You nailed it. I walked out of an interview with DE Shaw when they wouldn't stop asking these questions and had yet to ask a single question about what they were interested in talking to me about. But also, I don't believe the learnable skill at solving brainteasers correlates strongly with the mathematical and statistical brilliance to detect and exploit alpha. Ditto for asking obvious recent leetcode questions during tech interviews. When I interviewed at Google, I inadvertently reduced one of them to the quadratic formula and found an exact answer (8 espressos is a magical drug I guess) to something the interviewer wanted me to approximate. His response: what if your processor is missing a square root instruction? Don't work with people like that.
How to balance not caring about the crowd (contrarian) against confirmation bias (only searching for your own views and not listening to the crowd)

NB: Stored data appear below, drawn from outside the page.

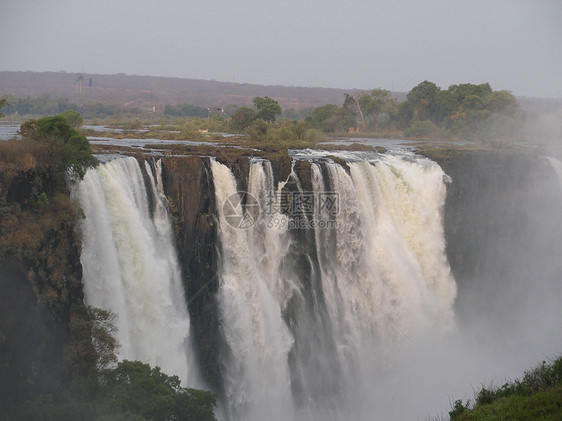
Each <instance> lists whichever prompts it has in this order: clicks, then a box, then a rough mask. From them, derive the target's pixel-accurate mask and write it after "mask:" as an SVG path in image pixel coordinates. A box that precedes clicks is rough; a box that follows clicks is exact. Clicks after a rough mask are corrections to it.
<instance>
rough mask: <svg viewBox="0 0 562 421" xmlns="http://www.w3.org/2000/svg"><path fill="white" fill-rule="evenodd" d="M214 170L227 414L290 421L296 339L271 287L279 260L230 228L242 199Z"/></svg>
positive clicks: (214, 162) (220, 306)
mask: <svg viewBox="0 0 562 421" xmlns="http://www.w3.org/2000/svg"><path fill="white" fill-rule="evenodd" d="M211 169H212V172H213V180H214V185H215V193H216V199H217V206H218V208H219V214H220V216H221V218H222V219H221V223H220V226H219V236H220V244H221V262H220V265H219V271H220V286H219V293H218V303H219V311H220V316H221V325H222V328H223V333H224V336H225V340H226V343H227V345H228V347H227V349H226V350H223V354H224V355H223V373H224V374H223V377H224V378H223V382H224V385H225V393H226V400H227V412H228V415H229V416H230V417H231V418H234V419H244V418H245V419H255V420H259V419H271V420H275V419H279V420H283V419H291V418H292V417H291V414H290V413H288V412H287V408H290V379H289V367H288V352H289V350H290V348H291V346H292V343H293V339H292V337H291V334H290V333H289V330H288V328H287V326H286V325H285V323H284V321H283V319H282V315H281V306H280V303H279V300H278V297H277V296H276V294H275V287H274V285H273V284H274V283H275V279H272V277H273V276H274V275H272V274H273V273H274V272H275V267H274V265H275V264H276V262H275V260H276V259H275V256H266V253H267V251H266V253H264V250H263V249H262V250H261V253H260V254H258V253H256V250H257V249H259V248H260V246H259V244H252V238H251V235H250V234H249V231H248V230H244V229H240V228H238V227H237V226H236V224H231V222H233V221H236V219H235V218H232V219H226V217H229V216H232V215H235V214H238V215H242V214H243V212H242V203H241V201H242V199H243V198H242V197H241V196H240V195H239V194H238V193H237V190H236V181H235V179H234V176H233V175H232V173H231V172H230V170H229V169H228V168H227V167H226V166H225V165H223V164H220V163H218V162H216V161H212V163H211ZM252 170H254V168H252ZM265 178H266V174H265V172H264V171H263V169H262V171H260V173H259V174H256V172H255V170H254V171H253V173H252V176H251V177H250V180H251V181H254V182H258V183H261V182H263V183H267V180H266V179H265ZM262 186H263V187H266V186H267V184H262ZM252 188H253V187H252V186H250V189H252ZM223 205H224V207H223ZM225 208H228V209H225ZM262 241H265V240H262ZM267 246H269V244H267V245H266V247H267ZM265 273H267V274H270V275H272V277H267V276H264V274H265Z"/></svg>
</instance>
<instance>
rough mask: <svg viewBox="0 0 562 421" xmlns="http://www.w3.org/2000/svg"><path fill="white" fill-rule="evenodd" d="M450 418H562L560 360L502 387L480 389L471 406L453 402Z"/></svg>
mask: <svg viewBox="0 0 562 421" xmlns="http://www.w3.org/2000/svg"><path fill="white" fill-rule="evenodd" d="M449 416H450V417H451V421H470V420H489V421H495V420H498V421H499V420H506V419H509V420H520V421H527V420H528V421H531V420H533V421H534V420H554V419H562V357H558V358H556V359H554V360H553V361H551V362H549V363H547V362H546V361H543V362H542V363H541V364H540V365H538V366H537V367H535V368H533V369H532V370H529V371H525V373H524V374H523V377H522V378H521V379H517V380H515V381H513V382H508V383H505V384H503V385H502V386H501V387H494V386H491V387H488V388H486V387H482V389H480V391H478V392H477V393H476V394H475V398H474V403H473V404H472V403H471V402H470V400H469V401H466V403H464V404H463V402H462V401H461V400H456V401H455V403H454V406H453V408H452V410H451V411H450V412H449Z"/></svg>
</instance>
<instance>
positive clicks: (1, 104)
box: [0, 98, 10, 118]
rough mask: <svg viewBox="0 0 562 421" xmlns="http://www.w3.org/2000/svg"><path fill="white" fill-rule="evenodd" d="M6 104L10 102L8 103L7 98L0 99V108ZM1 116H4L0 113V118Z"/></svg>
mask: <svg viewBox="0 0 562 421" xmlns="http://www.w3.org/2000/svg"><path fill="white" fill-rule="evenodd" d="M8 105H10V104H8V100H7V99H6V98H2V99H0V110H1V109H2V108H4V107H7V106H8ZM2 117H4V114H3V113H0V118H2Z"/></svg>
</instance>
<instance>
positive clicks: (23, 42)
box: [0, 0, 562, 97]
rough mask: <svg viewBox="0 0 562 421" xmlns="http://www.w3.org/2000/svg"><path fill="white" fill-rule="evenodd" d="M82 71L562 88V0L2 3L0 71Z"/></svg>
mask: <svg viewBox="0 0 562 421" xmlns="http://www.w3.org/2000/svg"><path fill="white" fill-rule="evenodd" d="M82 69H84V70H85V72H87V73H128V74H141V75H142V74H147V75H156V76H177V77H186V78H196V79H216V80H220V81H235V82H246V83H260V84H272V85H295V86H322V87H337V88H362V89H369V88H376V87H381V88H387V89H393V90H395V91H398V90H400V89H401V88H403V87H404V90H405V91H408V90H409V89H411V88H412V87H413V86H415V85H416V84H417V83H419V82H421V81H423V80H426V79H427V80H431V81H433V82H435V83H437V84H438V85H439V86H441V87H443V88H447V87H448V86H449V85H451V84H454V83H466V82H470V83H481V82H490V83H491V84H492V87H493V88H494V89H507V90H510V91H512V92H513V93H514V94H516V95H525V96H542V97H562V1H559V0H556V1H516V0H505V1H490V0H488V1H466V2H460V1H452V0H451V1H374V0H371V1H362V0H340V1H326V0H325V1H316V0H300V1H296V0H283V1H282V0H261V1H258V0H255V1H242V0H230V1H226V0H206V1H174V0H160V1H155V0H154V1H152V0H136V1H133V0H112V1H105V0H97V1H78V0H72V1H59V0H55V1H26V0H20V1H13V0H12V1H10V0H0V70H34V71H46V70H50V71H58V70H65V71H68V72H79V71H82ZM409 81H410V83H409V84H408V82H409Z"/></svg>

The exact quote is: You need a temperament that neither derives great pleasure from being with the crowd or against the crowd. It is too easy to read a report that says "xyz" is a quality business because of "blank" in their past and suddenly you believe it and are biased. Or that this industry is expected to grow HSD over the next 5 years and is now secular growth and no longer cyclical. Or the ROIC looks high at first and you think they have a competitive advantage, or it is universally known for being quality when people talk shop and do their "quality compounders lists" on fintwit or graham and doddsville letters, etc.
You need to have a process to audit these things on your own, and enough conviction in your process that you are satisfied with your own conclusions, whether they align with the consensus or are contrarian. Being contrarian for contrarian's sake is deadly. It's not about searching for a specific view, but having conviction in the results of your own process - and that usually requires some level of creativity and intellectual honesty to ensure you are thinking about things properly and weighing the outcomes appropriately. There is too much information out there, and time is the most valuable resource of an investor, so we rely too quickly on a number of sources, heuristics, etc. to get a grasp quickly, so you have to find what matters most at any given time and trust that your view is somewhat more accurate.

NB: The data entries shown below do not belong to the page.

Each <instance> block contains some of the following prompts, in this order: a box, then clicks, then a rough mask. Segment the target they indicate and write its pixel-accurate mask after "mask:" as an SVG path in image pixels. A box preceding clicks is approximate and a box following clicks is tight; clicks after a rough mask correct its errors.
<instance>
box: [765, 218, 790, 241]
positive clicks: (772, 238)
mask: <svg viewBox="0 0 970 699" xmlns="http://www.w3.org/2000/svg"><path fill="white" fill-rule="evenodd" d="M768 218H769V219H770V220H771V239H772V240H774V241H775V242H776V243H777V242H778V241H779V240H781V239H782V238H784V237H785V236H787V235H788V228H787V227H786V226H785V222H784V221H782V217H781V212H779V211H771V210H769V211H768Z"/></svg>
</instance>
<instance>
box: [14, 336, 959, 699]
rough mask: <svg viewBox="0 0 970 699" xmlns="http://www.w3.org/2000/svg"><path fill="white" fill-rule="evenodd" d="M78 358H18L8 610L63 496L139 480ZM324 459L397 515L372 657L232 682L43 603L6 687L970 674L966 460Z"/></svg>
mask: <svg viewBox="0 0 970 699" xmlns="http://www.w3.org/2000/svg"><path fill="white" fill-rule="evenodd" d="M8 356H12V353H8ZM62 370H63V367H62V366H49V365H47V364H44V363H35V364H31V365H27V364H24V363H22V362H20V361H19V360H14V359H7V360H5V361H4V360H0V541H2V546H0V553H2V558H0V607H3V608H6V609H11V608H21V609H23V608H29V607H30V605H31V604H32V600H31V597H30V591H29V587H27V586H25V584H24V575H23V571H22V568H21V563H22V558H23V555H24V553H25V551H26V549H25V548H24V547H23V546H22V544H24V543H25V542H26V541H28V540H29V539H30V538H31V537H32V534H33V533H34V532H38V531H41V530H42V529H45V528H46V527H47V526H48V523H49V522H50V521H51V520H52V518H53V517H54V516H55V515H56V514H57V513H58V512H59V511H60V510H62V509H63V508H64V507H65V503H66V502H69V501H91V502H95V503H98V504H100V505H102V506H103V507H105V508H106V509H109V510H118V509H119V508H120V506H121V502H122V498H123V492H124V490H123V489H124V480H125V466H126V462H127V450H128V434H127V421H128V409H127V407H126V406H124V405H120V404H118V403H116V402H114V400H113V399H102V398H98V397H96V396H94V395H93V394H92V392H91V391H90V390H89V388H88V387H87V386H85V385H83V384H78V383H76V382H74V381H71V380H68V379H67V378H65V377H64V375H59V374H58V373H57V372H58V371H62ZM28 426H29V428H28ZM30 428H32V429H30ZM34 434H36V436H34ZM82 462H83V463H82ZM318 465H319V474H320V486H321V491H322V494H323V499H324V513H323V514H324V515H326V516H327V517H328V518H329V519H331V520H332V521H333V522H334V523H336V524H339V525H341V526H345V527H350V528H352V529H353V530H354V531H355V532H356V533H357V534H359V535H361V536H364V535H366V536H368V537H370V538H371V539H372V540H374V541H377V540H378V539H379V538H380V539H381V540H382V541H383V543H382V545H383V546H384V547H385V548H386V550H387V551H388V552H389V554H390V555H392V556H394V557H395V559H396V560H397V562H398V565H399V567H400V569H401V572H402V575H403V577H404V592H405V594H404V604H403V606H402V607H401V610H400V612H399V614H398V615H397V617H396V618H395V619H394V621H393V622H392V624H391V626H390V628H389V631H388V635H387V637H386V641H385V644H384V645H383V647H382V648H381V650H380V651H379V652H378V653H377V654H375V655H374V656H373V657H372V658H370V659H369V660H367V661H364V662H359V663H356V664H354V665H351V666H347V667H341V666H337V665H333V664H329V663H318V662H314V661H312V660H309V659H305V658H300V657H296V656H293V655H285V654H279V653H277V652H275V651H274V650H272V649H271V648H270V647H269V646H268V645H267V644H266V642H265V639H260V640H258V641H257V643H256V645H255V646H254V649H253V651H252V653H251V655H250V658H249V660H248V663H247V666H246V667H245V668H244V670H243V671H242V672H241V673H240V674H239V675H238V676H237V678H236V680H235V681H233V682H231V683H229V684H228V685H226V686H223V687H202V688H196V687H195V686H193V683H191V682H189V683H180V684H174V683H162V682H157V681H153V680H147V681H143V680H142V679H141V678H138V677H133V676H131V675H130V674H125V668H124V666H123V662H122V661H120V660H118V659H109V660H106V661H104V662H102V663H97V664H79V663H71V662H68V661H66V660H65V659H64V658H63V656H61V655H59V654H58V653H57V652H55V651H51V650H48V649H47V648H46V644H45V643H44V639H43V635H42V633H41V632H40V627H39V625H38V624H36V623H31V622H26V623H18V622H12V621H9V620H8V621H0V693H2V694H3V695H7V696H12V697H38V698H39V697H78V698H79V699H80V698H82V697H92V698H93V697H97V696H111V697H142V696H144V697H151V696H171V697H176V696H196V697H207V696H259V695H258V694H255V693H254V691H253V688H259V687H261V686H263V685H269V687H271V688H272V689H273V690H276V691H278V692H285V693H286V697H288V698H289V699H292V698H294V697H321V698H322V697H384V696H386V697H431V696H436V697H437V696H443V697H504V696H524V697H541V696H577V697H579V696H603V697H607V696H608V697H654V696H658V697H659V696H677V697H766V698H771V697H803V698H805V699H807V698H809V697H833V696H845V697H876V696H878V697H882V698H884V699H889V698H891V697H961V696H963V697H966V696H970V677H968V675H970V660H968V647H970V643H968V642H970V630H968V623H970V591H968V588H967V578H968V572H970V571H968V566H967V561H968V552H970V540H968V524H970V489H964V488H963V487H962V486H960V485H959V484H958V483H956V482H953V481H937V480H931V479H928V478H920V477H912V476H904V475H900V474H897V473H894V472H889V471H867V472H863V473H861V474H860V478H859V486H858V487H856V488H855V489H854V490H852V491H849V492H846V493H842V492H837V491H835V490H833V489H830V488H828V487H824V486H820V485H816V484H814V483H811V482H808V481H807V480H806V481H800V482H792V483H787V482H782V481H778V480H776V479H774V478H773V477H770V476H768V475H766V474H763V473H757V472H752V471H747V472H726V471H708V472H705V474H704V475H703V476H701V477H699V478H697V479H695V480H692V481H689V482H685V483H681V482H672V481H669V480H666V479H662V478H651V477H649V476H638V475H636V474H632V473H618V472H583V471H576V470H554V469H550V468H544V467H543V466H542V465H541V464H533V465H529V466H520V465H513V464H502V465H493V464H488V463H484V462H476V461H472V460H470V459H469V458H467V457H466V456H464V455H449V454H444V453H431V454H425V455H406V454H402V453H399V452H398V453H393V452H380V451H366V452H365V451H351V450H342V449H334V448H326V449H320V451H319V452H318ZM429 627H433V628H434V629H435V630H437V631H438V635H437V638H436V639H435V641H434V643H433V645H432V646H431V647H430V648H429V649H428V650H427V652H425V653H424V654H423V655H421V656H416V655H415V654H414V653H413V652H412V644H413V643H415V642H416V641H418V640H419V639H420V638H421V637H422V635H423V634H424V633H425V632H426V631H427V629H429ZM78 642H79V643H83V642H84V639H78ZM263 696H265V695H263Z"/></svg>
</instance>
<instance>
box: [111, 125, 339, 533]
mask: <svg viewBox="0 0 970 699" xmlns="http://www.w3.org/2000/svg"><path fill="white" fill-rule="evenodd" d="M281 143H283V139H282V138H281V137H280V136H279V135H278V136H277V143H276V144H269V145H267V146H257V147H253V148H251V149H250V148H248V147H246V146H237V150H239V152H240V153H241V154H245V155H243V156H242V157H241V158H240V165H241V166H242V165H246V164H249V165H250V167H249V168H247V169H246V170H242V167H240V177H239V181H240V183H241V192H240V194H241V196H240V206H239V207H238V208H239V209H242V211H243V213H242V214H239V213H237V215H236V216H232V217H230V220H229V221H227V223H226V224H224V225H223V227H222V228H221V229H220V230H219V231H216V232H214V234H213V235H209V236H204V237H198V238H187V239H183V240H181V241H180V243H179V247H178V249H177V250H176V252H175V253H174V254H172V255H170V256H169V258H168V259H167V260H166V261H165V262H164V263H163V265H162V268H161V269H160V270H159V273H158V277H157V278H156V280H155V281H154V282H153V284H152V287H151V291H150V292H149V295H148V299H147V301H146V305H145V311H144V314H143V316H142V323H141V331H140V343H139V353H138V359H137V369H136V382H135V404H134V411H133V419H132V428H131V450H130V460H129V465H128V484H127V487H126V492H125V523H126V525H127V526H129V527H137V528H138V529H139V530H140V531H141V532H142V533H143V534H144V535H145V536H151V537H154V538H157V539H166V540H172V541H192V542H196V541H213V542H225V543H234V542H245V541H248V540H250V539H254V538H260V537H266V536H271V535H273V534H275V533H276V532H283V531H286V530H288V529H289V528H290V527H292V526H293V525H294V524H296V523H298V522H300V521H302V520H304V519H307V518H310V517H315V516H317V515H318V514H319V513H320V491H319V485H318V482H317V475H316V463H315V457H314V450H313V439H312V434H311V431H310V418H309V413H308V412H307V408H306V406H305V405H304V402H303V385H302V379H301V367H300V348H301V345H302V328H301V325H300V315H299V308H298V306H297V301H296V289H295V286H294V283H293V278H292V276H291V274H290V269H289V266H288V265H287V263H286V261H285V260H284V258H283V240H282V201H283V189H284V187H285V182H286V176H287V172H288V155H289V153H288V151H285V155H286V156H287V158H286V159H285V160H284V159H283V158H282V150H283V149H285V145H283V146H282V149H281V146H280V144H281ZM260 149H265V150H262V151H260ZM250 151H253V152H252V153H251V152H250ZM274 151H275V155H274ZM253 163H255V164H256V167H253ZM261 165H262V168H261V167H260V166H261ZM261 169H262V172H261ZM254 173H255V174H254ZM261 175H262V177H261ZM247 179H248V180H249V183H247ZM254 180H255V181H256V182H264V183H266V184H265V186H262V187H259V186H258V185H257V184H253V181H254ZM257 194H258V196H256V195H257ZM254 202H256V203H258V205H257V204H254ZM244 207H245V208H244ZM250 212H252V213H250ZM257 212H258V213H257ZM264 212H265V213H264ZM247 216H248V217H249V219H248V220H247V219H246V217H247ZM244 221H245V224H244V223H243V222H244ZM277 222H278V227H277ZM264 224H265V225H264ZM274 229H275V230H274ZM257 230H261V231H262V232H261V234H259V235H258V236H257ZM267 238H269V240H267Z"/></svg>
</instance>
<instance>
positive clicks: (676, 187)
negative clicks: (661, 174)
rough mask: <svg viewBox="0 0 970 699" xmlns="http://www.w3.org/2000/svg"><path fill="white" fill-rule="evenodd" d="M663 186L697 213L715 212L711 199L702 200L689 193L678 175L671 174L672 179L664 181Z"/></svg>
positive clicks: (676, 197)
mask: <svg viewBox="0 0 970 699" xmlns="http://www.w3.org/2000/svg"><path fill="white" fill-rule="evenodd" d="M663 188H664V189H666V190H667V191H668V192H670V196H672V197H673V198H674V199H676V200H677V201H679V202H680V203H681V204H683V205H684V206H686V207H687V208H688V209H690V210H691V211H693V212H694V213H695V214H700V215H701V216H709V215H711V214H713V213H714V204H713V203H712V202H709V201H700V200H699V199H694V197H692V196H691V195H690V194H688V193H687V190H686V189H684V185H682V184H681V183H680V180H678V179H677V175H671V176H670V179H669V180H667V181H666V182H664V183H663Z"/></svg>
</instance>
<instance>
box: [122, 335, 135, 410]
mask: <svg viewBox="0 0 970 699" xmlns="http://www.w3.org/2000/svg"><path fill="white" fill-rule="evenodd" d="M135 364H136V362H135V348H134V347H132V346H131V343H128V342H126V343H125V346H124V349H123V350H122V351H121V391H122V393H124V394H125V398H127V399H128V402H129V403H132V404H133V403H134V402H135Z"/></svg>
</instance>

That is where the temperament of not caring is valuable since we are pre-disposed to like things where we have made money in the past, or feel safety in numbers, or enjoy being a cynic, or rely on other people's summaries and views.
For background I work in commodity trading particularly in natural gas. So even though my job would be described as fundamental as we don't use quantitative models to trade directly its a very much data driven field and as a junior that falls on me to build out. However, at uni I did internships in L/S at some top firms which I'm guessing ur question is more about.
You need a mixture of pure intelligence, creativity and the correct emotional responses to risk. The way I put it to people is that everyone I met in the HF industry was on the high end in all categories when comparing yourself to other people in finance. Do you need a phd in theoretical physics of course not but if you can understand that, then analysing companies suddenly seems rather simple.
However, I would say that the smartest people at HFs are the ones that have VERY good pattern recognition (memory is a big part of that as well) and have the ability to draw obscure information together and create the full picture. Some people can do those two things but not be 'traditionally' super intelligent when looking at grades or IQ tests.